August unstuck his face from the passenger seat window. The car had stopped. They were here. She was looking at him waiting for the cue to open the door and get out. He wiped the perspiration from his forehead, and took a deep breathe and with a slight pause he climbed from the car.
The gate to the cemetery loomed ahead, like the big ominous gateway on the Styx River. The path that they stepped onto twirled its way through the grey gravestones to the center of the cemetery. Ahead, not fully in the center, a few sober people stood around a greenery that upheld two closed black casket. The chilling silence that spread through the less then large number as the siblings approached matched the ambiance that encircled the entire event.
August looped arms with his sister, as they joined the mourners that stood around their parents’ caskets. The Priest had been waiting for them. He eyed August for a moment and began his sermon, his low gravel voice echoing through the emptiness surrounding them. And yet there was something there. Something that seemed to be filling the emptiness. August closed his eyes and just listened to the Priest’s voice.
Saturday mornings their father would leap in front of the television half way through the children’s cartoons. They would clap their hands and giggle no longer paying attention to their blue cereal bowls, or the Tom and Jerry antics that played on, now only as background music. Their father would hold up cards in their faces his voice rumbling throughout the house as he asked them to pick a card any card. Some late summer afternoons their mother would pull out the old cake mixer, and make mountains of lemon cake that everyone stuffed their faces with. Then the mother and the father sat on the couch, the children sat on the floor, overstuffed bellies extended, sugary faces pulled up into smiles, as old songs played on the cracked FM radio. Different and funny anecdotes were passed around till late in the night the parents attempted to get the children into bed, but they insisted on staying up and talking all through the night. Sometimes about nothing. Just talking to talk. They let the children stay up till the crack of dawn when everyone was tired and rubbing their eyes, needing a morning nap before the actual start of the day.

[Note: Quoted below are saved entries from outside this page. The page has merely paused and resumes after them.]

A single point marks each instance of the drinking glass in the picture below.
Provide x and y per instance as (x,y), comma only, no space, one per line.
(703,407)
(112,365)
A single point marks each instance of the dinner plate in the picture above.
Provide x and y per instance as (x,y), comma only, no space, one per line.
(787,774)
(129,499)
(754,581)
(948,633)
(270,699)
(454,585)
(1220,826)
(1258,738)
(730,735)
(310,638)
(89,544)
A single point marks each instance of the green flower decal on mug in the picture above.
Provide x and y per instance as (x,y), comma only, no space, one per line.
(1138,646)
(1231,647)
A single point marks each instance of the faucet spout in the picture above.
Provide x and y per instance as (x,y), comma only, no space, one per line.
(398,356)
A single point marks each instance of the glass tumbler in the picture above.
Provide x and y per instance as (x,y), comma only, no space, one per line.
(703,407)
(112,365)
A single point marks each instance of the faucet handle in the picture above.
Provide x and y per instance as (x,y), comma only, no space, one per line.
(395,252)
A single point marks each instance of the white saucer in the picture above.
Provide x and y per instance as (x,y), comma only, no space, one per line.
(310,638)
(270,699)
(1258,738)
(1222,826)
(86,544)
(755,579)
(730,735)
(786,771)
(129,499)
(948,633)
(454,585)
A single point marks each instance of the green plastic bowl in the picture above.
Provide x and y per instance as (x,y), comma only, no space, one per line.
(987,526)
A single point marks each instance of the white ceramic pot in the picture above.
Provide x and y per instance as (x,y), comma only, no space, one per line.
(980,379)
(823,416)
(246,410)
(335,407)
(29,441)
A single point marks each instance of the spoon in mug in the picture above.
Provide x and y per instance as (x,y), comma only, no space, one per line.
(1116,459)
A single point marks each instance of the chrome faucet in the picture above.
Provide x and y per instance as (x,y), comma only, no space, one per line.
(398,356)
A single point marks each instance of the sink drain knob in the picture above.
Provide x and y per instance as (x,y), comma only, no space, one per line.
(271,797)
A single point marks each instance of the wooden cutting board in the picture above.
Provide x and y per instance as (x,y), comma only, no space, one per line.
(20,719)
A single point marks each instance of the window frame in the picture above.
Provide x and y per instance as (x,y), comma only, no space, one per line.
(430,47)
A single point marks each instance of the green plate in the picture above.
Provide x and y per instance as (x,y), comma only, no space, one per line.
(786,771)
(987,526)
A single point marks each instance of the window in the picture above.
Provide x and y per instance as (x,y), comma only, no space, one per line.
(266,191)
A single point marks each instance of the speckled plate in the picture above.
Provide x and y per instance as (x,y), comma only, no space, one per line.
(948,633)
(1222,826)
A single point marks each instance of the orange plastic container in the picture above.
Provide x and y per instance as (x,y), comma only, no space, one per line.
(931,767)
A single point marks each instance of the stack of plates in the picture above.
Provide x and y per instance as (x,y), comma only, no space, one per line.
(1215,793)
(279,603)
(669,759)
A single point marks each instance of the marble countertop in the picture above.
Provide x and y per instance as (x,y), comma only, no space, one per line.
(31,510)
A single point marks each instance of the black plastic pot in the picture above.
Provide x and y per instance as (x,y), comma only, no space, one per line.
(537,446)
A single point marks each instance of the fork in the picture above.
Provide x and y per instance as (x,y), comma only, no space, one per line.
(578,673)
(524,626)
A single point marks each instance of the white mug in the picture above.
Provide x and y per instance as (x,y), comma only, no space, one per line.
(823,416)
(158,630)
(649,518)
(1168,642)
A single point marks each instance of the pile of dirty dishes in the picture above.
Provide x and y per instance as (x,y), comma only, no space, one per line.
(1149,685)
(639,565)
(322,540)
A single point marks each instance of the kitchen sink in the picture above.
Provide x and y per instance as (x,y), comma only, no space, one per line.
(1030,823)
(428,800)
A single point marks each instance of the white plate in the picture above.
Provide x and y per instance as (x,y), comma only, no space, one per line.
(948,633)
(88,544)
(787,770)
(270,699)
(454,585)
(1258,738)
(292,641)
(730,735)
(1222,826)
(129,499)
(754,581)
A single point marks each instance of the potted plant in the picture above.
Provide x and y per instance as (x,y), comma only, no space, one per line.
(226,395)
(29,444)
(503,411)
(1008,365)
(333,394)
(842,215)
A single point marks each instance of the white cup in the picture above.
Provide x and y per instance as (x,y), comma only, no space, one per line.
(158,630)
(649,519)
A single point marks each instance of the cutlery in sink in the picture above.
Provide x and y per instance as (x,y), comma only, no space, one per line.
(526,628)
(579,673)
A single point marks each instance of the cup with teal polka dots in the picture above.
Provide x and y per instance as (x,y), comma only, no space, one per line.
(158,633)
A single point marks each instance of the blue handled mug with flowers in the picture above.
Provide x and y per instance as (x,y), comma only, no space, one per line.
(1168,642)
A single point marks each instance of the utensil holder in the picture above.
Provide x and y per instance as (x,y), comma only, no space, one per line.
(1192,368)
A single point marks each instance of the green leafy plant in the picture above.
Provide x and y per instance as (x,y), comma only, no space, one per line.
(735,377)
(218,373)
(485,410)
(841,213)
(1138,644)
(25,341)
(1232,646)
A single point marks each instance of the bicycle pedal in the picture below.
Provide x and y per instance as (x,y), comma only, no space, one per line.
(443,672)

August felt his throat tighten, and warm tears leak from his eyes. There had always been something bad. Something that made him want to hate them. But there had always been something good. Something to make him forgive them. Forgive them for everything. He glanced at his sister whose usually stern face was now crinkled with crying. He tightened his arm around her, and freely let the sadness burn his face.
There they stood. Watching as the priest finished his last prayer, as people shook hands and left in their cars. The caskets were lowered into the ground, never to be seen again. They walked back to the car, winding their way back through the graveyard, arm in arm, wetted faces puffy and red with salty tears.
He stopped for a second as they reached the car. August turned and looked over the many gravestones that were the last physical manifestations of different family’s loved one. Soon that would be all that was left of his parents. Other than the nontangible memories. As sunlight cascaded through the big black shadows of the overhanging trees, he decided that he would only remember the good ones.